Identifiers
- Symbol: PRICKLE1
- NCBI gene: 144165
- OMIM: 608500

= Prickle (protein) =

Prickle is also known as REST/NRSF-interacting LIM domain protein, which is a putative nuclear translocation receptor. Prickle is part of the non-canonical Wnt signaling pathway that establishes planar cell polarity. A gain or loss of function of Prickle1 causes defects in the convergent extension movements of gastrulation. In epithelial cells, Prickle2 establishes and maintains cell apical/basal polarity. Prickle1 plays an important role in the development of the nervous system by regulating the movement of nerve cells.

The first prickle protein was identified in Drosophila as a planar cell polarity protein. Vertebrate prickle-1 was first found as a rat protein that binds to a transcription factor, neuron-restrictive silencer factor (NRSF). It was then recognized that other vertebrates including mice and humans have two genes that are related to Drosophila prickle. Mouse prickle-2 was found to be expressed in mature neurons of the brain along with mouse homologs of Drosophila planar polarity genes flamingo and dischevelled. Prickle interacts with flamingo to regulate sensory axon advance at the transition between the peripheral nervous system and the central nervous system. Also, Prickle1 interacts with RE1-silencing transcription factor (REST) by transporting REST out of the nucleus. REST turns off several critical genes in neurons by binding to particular regions of DNA in the nucleus.

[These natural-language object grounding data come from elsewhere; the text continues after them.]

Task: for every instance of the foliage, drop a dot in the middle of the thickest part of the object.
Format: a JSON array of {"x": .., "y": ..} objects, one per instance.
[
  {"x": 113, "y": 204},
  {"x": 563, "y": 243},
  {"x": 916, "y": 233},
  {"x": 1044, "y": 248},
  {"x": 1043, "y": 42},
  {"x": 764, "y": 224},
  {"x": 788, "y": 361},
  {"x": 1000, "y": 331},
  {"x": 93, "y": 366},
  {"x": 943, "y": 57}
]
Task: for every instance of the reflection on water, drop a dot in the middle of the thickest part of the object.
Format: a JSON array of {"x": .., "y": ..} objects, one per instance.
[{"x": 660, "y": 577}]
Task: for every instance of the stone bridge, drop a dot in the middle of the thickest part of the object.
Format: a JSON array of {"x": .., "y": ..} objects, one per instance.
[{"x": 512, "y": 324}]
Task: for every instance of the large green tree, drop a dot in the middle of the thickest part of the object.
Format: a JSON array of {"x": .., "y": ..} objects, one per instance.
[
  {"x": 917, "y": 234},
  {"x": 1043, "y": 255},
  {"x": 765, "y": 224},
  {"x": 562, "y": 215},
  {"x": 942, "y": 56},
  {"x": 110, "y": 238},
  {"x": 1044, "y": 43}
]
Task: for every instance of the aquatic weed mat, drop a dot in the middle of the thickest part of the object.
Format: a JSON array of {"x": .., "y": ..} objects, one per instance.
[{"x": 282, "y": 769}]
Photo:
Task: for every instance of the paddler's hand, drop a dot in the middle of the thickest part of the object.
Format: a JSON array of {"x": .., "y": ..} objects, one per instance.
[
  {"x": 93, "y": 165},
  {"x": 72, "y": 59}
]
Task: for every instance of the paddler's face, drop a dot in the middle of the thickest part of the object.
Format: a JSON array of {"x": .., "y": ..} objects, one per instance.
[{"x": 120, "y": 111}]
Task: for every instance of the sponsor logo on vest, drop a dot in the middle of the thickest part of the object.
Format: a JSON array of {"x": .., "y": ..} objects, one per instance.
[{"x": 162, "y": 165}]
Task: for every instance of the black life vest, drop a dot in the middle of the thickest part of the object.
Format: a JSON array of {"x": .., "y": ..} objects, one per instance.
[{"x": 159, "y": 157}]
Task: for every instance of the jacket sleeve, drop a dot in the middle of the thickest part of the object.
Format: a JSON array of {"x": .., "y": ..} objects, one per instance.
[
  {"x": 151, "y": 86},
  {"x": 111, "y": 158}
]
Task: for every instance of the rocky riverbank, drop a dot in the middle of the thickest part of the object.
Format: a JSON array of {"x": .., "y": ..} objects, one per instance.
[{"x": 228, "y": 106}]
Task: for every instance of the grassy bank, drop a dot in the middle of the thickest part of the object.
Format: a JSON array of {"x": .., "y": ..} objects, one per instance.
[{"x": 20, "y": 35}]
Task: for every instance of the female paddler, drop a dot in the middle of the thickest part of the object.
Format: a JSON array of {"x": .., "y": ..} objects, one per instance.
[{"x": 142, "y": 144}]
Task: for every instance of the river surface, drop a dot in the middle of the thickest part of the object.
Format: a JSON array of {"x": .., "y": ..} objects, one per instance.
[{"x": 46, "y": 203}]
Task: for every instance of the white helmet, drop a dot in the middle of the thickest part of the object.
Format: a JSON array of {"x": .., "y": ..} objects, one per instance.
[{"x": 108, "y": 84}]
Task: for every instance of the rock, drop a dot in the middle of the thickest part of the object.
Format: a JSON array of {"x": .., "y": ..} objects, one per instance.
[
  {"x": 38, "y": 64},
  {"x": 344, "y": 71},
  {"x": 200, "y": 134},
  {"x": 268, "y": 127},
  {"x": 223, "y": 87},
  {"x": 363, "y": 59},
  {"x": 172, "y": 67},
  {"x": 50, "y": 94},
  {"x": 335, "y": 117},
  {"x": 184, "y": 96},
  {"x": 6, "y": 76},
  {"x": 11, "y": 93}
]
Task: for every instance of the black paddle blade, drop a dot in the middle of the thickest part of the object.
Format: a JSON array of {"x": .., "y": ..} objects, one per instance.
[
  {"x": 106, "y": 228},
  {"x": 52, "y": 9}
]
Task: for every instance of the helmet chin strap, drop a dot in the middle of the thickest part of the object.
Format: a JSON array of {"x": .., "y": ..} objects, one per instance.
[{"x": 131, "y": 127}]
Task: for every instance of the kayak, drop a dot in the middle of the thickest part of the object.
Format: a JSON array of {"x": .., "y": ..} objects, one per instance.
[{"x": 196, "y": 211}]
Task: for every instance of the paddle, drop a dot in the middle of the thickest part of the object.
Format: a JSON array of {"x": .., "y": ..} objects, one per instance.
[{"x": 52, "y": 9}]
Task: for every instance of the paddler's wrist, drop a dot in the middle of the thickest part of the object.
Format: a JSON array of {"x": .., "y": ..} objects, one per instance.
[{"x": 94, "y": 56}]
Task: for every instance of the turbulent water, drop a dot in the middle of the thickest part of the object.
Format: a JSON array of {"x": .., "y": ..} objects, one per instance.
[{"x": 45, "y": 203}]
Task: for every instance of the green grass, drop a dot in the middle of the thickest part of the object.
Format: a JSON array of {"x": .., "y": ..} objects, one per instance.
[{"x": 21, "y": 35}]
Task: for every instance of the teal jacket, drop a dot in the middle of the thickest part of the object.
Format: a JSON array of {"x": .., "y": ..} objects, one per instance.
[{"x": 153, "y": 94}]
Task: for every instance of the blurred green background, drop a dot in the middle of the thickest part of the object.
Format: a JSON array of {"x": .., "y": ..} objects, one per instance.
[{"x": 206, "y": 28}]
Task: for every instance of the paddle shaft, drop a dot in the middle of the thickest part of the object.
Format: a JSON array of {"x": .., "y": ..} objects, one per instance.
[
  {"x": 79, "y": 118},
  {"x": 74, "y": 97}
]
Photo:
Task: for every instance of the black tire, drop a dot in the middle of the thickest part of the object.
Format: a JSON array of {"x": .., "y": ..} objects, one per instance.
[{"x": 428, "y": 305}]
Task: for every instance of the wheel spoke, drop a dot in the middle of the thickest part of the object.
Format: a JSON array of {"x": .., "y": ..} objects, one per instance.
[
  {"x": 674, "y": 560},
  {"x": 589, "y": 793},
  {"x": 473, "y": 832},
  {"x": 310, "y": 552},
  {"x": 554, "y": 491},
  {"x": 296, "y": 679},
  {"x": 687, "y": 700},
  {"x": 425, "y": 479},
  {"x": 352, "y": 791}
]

Prickle is recruited to the cell surface membrane by strabismus, another planar cell polarity protein. In the developing Drosophila wing, prickle becomes concentrated at the proximal side of cells. Prickle can compete with the ankyrin-repeat protein Diego for a binding site on Dishevelled.

In Drosophila, prickle is present inside cells in multiple forms due to alternative splicing of the prickle mRNA. The relative levels of the alternate forms may be regulated and involved in the normal control of planar cell polarity.

Mutations in Prickle genes can cause epilepsy in humans by perturbing Prickle function. One mutation in Prickle1 gene can result in Prickle1-Related Progressive Myoclonus Epilepsy-Ataxia Syndrome. This mutation disrupts the interaction between prickle-like 1 and REST, which results in the inability to suppress REST. Gene knockdown of Prickle1 by shRNA or dominant-negative constructs results in decreased axonal and dendritic extension in neurons in the hippocampus. Prickle1 gene knockdown in neonatal retina causes defects in axon terminals of photoreceptors and in inner and outer segments.